I have some data which is to be stored into aerospike against a column
Suppose the incomming data is
["A", 1]
Now the first question is how to hold this data in Java.
I tried this.
ArrayList value = new ArrayList();
value.add(new String("A"));
value.add(new Integer(2));
When i try to write this data to aerospike using
AerospikeClient client = client.put(new WritePolicy(),
new Key("namespace", "set", "test"),
new Bin("binName", value) );
Then if i use AQL to query then i am seeing
| AC ED 00 05 73 72 00 13 6A 61 76 61 2E 75 74 69 6C 2E 41 72 72 61 79 4C 69 73 74 78 81 D2 1D 99 C7 61 9D 03 00 01 49 00 04 73 69 7A 65 78 70 00 00 00 02 77 04 00 00 00 02 73 72 00 11 6A 61 76 61 2E 6C 61 6E 67 2E 49 6E 74 65 67 65 72 12 E2 A0 A4 F7 81 87 |
Some HexaDecimal numbers
but when i try to store the Data into Aerospike using
AerospikeClient client = client.put(new WritePolicy(),
new Key("namespace", "set", "test"),
new Bin("binName", Value.getAsList(value)) );
Then firing query through AQL gives me
["A",1]
Which is and seems like the intended behaviour but when i use the Aerospike client to fetch the values and check their types
List<Object> ret = (List<Object>) client.get(new Policy(), key, "test").getValue("binName");
if(ret.get(0) instanceof Long){
System.out.println("Got instance of long");
}
Then i can see the print statement though Initially i sent Integer data.

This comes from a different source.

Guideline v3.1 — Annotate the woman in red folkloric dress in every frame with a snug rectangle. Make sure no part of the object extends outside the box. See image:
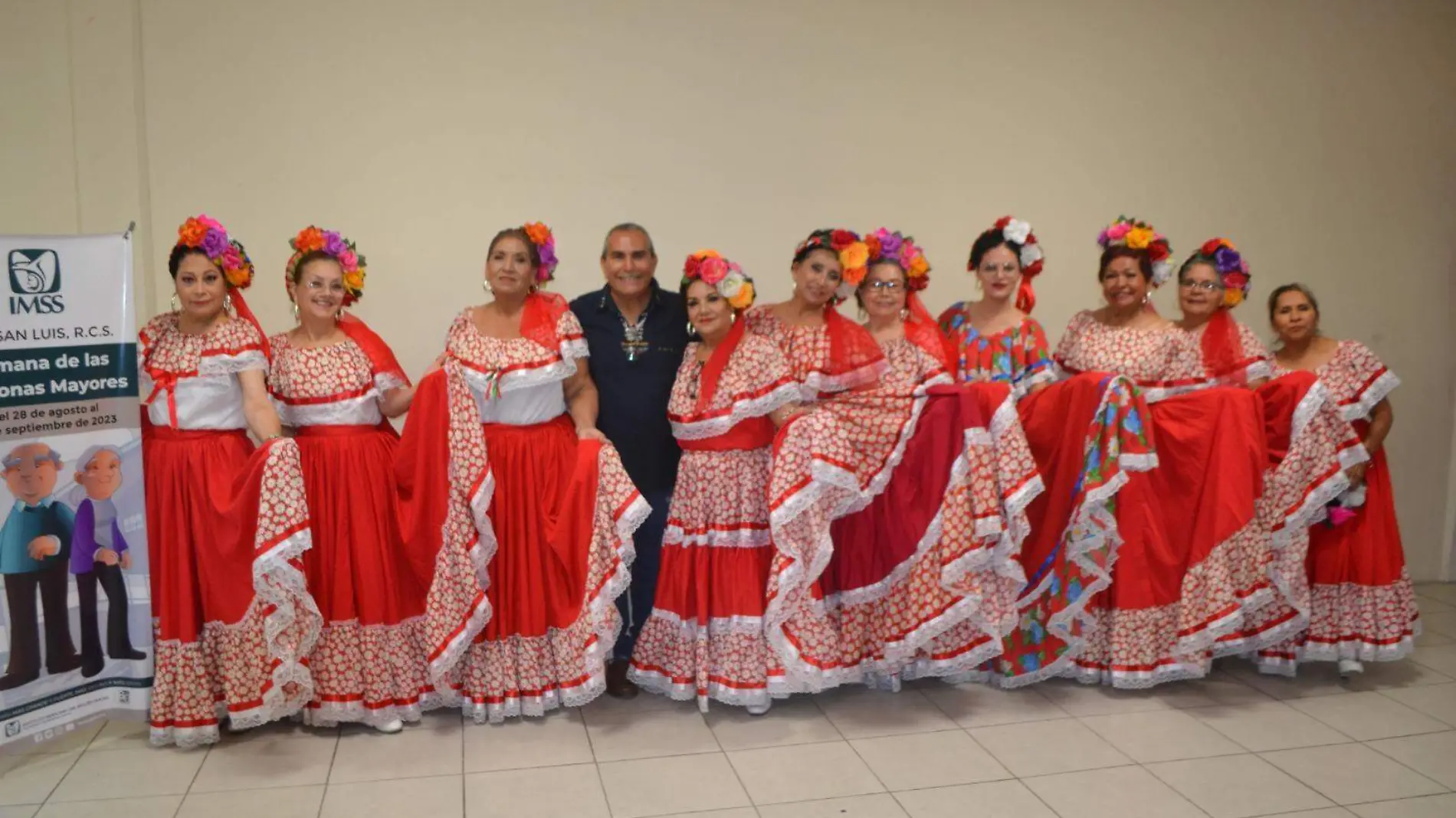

Why is this happening, and can anyone tell me the any alternate solution to save an incomming data into aerospike say the data is
["A",1]
PS:Please support your answer with small code snippit
FOUND SOME INFO ON GITHUB
In reference to this link there is some function
which i am copy/pasting below
/**
* Write/Read ArrayList<Object> directly instead of relying on java serializer.
*/
private void testListComplex(AerospikeClient client, Parameters params) throws Exception {
console.info("Read/Write ArrayList<Object>");
Key key = new Key(params.namespace, params.set, "listkey2");
client.delete(params.writePolicy, key);
byte[] blob = new byte[] {3, 52, 125};
ArrayList<Object> list = new ArrayList<Object>();
list.add("string1");
list.add(2);
list.add(blob);
Bin bin = new Bin(params.getBinName("listbin2"), list);
client.put(params.writePolicy, key, bin);
Record record = client.get(params.policy, key, bin.name);
List<?> receivedList = (List<?>) record.getValue(bin.name);
validateSize(3, receivedList.size());
validate("string1", receivedList.get(0));
// Server convert numbers to long, so must expect long.
validate(2L, receivedList.get(1));
validate(blob, (byte[])receivedList.get(2));
console.info("Read/Write ArrayList<Object> successful.");
}
There is a comment that server converts number to long
Now i have a question. So does it mean for this type of Case integer cannot be stored?
If you check the Aerospike datatypes, you'll see that they only support 64-bit integers, which are long
types in Java.
If you don't need to access this data on the server through Lua UDF scripts, then you can just save it as serialized blob data. The java driver already supports native serialization which is what you did in the first attempt. The AQL is just showing you the serialized bytes but you can read it back in the java client just fine.
Or you can store it as a json serialized string so that it's more compatible with other language drivers that you might use in the future.